Dominio público

El perdón

Alana S. Portero

Historiadora, escritora y directora de teatro. Autora de 'La mala costumbre'

El perdón
Imagen de Mohamed Hassan en Pixabay

De las muchas formas que la inercia patriarcal usa para retorcer el brazo de las mujeres, el perdón que prosigue a la expiación de pecados machistas es de las más refinadas y culpabilizadoras.

Estos días, en los que muchas mujeres han encontrado el valor para contar sus historias de acosos machistas, se contraargumenta a menudo con la antigüedad de alguno de los relatos y la trayectoria posterior impecable de sus perpetradores, como si la violencia caducase y el tiempo, en su infinita pasividad cósmica, se tragase las cicatrices sin torcer el gesto, como una ballena azul filtrando plancton.
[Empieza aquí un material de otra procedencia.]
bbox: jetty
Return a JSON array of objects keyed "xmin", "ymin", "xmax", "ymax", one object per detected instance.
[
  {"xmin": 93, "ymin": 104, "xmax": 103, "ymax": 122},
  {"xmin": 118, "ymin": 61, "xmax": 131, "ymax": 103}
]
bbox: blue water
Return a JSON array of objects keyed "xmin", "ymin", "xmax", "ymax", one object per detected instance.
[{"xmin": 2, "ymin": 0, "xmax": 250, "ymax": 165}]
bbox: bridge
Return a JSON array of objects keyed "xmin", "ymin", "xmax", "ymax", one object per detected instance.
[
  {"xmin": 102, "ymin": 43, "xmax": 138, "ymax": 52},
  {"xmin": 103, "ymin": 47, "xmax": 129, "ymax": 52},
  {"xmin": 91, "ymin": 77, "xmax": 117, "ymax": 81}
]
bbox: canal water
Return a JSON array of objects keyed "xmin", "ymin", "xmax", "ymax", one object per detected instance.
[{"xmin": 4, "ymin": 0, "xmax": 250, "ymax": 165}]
Si todo ser humano tiene derecho a cambiar, a hacerse mejor, existe también la prerrogativa de conservar lo que a cada una le duele en el estado que le convenga, desee o pueda. Es deseable que agresores, acosadores y manipuladores machistas tomen conciencia de sus acciones y les pongan fin. Si además deciden reparar los daños causados, algo que a menudo se nos olvida mencionar o que se confunde con capitalizarlos, miel sobre hojuelas. Pero ninguna mujer debe nada a quien puntualmente o durante periodos largos de tiempo le ha amargado la existencia, la asunción pública de lo que se ha hecho es un acto de responsabilidad, durísimo, pero necesario, llamar a tal exigencia caza de brujas o linchamiento es no conocer ni una cosa ni la otra, más frivolización de la violencia.

El silencio que se guarda durante años es, en sí mismo, una ampliación del daño que ha sufrido cada mujer, un parásito mental, emocional y psíquico que afirma la presencia del agresor para siempre y le alimenta, no hay forma más terrible de manipulación y de conquista del espacio personal que la negación del olvido o del desahogo. No se puede vivir con determinadas cargas, y si se puede, no es vida, es supervivencia. A menudo los agresores saben que esto es así y reaparecen con regularidad psicopática en las vidas de sus víctimas, bien agrediendo, bien pasando por allí para que nadie se dé cuenta que su mera presencia es otro golpe, o insulto, o una forma de presionar a quien, de quejarse, va a ser tomada por loca. Y a las locas en este mundo se las infantiliza o se las reduce a un estereotipo de fantasiosas que no saben lo que dicen.

Pedir perdón es muy importante y forma parte del proyecto de restitución, que es la única forma de intentar reparar lo que se ha hecho, pero aceptar que la persona a la que se ha dañado no lo conceda, dejarla en paz y tratar de buscar formas discretas y efectivas de continuar reparando, aunque sea desde lejos, es lo verdaderamente maduro y responsable. Esto incluye, en la mayoría de los casos, desaparecer para siempre de su vista.

Los aspavientos que incluyen lenguaje bíblico y épico sobre estar señalado, portar la letra escarlata y acarrear una culpa indeleble como una marca de Caín, son la forma que tienen las enseñanzas patriarcales de afirmarse, si él ya ha pedido perdón, ¡qué más puede hacer! Confundir la asunción de un daño y el reconocimiento de este en el ambiente en el que se ha dado, sea pequeño o grande, con una penitencia, es una falacia sobreactuada y no, ya no cuela. Contribuir a ese relato porque estabas allí, lo presenciaste y no hiciste nada debido a que contigo era un tipo fenomenal, o no estabas, pero tu experiencia personal con él es maravillosa, aparte de inoportuno y violento, es una declaración de incompetencia moral y un acto de miseria.